Título: Hiedra.
Autor: Jordi Jané.
Ilustrador: Cati Palou.
Traducción: T. Ackermann Gefaell.
Editorial: La Galera. (Vela Mayor).
Año: 1986.
Esta vez en lugar de hacer un comentario sobre un libro voy a escribir directamente el contenido. Unos dirán que es violar los derechos de autor, en mi opinión es dar a conocer el cuento favorito de mi infancia. Puedes buscarlo una y otra vez, pero es un libro difícil de encontrar. Puedes comprarlo por internet, como casi todo en esta vida, pero las ilustraciones no son fáciles de conseguir.
No conozco a nadie más que lo tenga y solo conozco a una persona que se lo haya leído y fue porque yo se lo dejé. Por eso hoy quiero compartirlo con todos, porque es una pena que algo así caiga en el olvido y que cosas más insustanciales tengan tantísimo éxito.
Desde que me lo regalaron me lo he leído mil veces y, aunque han pasado ya muchos años y he crecido, me sigue pareciendo una gran historia que espero poder contarle a mis hijos.

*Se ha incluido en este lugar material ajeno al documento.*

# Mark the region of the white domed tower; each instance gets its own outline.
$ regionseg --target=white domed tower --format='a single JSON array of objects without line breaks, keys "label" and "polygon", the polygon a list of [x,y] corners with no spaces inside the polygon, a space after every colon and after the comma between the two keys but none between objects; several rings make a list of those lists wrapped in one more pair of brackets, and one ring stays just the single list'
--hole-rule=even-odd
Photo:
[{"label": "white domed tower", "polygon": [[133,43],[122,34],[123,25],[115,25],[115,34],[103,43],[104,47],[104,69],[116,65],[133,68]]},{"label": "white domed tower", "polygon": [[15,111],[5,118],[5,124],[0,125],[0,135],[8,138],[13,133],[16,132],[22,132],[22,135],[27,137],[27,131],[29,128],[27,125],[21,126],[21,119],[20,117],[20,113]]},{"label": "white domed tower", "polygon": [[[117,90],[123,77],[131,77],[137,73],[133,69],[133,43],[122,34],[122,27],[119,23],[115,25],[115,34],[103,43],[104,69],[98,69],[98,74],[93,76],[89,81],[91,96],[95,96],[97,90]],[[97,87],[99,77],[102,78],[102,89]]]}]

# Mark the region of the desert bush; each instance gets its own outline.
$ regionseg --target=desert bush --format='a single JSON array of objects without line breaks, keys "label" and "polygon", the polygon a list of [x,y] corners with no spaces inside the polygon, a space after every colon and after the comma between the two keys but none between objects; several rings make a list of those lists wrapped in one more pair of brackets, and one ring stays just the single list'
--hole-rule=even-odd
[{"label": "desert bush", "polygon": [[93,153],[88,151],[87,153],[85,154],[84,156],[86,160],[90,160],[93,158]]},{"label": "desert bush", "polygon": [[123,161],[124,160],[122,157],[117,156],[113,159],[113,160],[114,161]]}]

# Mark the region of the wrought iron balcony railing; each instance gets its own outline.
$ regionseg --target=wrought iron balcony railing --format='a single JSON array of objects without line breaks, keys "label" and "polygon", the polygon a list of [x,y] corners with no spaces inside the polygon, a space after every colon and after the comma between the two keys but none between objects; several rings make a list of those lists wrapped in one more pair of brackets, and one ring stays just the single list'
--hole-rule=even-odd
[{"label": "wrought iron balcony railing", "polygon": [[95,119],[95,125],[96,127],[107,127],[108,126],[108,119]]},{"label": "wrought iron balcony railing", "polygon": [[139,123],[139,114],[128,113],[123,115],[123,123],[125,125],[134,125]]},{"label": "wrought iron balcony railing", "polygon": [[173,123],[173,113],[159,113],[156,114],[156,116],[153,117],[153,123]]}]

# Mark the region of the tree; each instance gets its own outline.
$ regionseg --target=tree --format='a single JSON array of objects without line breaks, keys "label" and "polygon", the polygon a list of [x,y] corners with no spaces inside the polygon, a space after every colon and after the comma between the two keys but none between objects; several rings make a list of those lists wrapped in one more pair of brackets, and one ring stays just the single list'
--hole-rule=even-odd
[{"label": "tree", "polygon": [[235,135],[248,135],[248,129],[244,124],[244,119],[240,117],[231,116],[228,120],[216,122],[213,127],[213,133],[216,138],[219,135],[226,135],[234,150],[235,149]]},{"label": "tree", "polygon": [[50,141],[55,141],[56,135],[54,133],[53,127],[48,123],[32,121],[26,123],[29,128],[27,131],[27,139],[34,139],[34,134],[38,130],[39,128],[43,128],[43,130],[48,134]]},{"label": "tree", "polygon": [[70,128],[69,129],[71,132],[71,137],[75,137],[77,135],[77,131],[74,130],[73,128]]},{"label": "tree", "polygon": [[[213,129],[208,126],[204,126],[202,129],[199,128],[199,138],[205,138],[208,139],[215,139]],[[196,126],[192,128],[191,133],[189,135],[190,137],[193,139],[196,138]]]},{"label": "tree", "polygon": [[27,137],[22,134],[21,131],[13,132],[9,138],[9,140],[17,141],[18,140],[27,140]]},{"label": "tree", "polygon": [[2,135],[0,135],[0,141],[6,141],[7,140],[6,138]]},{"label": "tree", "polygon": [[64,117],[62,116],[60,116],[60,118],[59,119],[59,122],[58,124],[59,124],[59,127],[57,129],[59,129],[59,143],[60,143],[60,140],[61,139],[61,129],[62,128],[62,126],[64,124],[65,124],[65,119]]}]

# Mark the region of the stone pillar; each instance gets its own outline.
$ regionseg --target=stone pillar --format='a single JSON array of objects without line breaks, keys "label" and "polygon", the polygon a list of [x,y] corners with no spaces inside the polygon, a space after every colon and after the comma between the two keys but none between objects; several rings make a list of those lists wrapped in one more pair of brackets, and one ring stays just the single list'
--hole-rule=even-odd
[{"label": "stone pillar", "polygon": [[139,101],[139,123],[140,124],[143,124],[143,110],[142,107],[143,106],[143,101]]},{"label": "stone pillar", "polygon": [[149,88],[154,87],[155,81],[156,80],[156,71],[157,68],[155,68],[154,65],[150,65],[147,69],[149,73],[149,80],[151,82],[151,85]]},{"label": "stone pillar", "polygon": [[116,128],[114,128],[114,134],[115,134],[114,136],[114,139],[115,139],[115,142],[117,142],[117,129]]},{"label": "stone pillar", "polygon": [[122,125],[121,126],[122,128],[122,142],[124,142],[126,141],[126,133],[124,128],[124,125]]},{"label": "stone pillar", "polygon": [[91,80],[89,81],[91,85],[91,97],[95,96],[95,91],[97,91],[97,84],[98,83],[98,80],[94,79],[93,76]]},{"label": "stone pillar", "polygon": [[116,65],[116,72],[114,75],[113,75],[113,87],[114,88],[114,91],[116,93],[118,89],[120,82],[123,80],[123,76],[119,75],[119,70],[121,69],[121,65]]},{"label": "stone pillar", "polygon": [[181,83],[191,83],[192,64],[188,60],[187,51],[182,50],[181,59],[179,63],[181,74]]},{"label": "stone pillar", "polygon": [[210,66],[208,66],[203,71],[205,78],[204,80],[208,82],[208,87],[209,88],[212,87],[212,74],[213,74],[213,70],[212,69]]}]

No voy a poner todas las ilustraciones del libro, las que pongo son fotografías de mi ejemplar. Si alguien aprecia esta historia al descubrirla como un día hice yo, querrá tenerla en papel. Después de tantísimos años aun siguen oliendo sus páginas...
Espero que os guste.
HIEDRA
Hace ya mucho tiempo, entre las cumbres nevadas del Canigó,
vivían las náyades.
Las náyades, que también se llaman nereidas
y aun otros misteriosos nombres,
son unas hadas que viven en el fondo de los lagos y en las cuevas
que a veces se forman junto a los ríos.
Las náyades son unas hadas muy hermosas.
Las hay con los ojos verdes,
como las aguas quietas de una laguna.
Hay otras que los tienen amarillos,
como el trigo en el mes de Junio.
Y aun hay otras nereidas con los ojos tan azules
como el mar que se divisa desde la cima del Canigó.
A medianoche, las náyades salen de sus palacios
del fondo de las aguas y lavan su ropa al claro de luna.
Y se bañan en las aguas transparentes.
Y tienden la ropa sobre la hierba y bailan descalzas
y cantan unas canciones muy dulces y muy extrañas.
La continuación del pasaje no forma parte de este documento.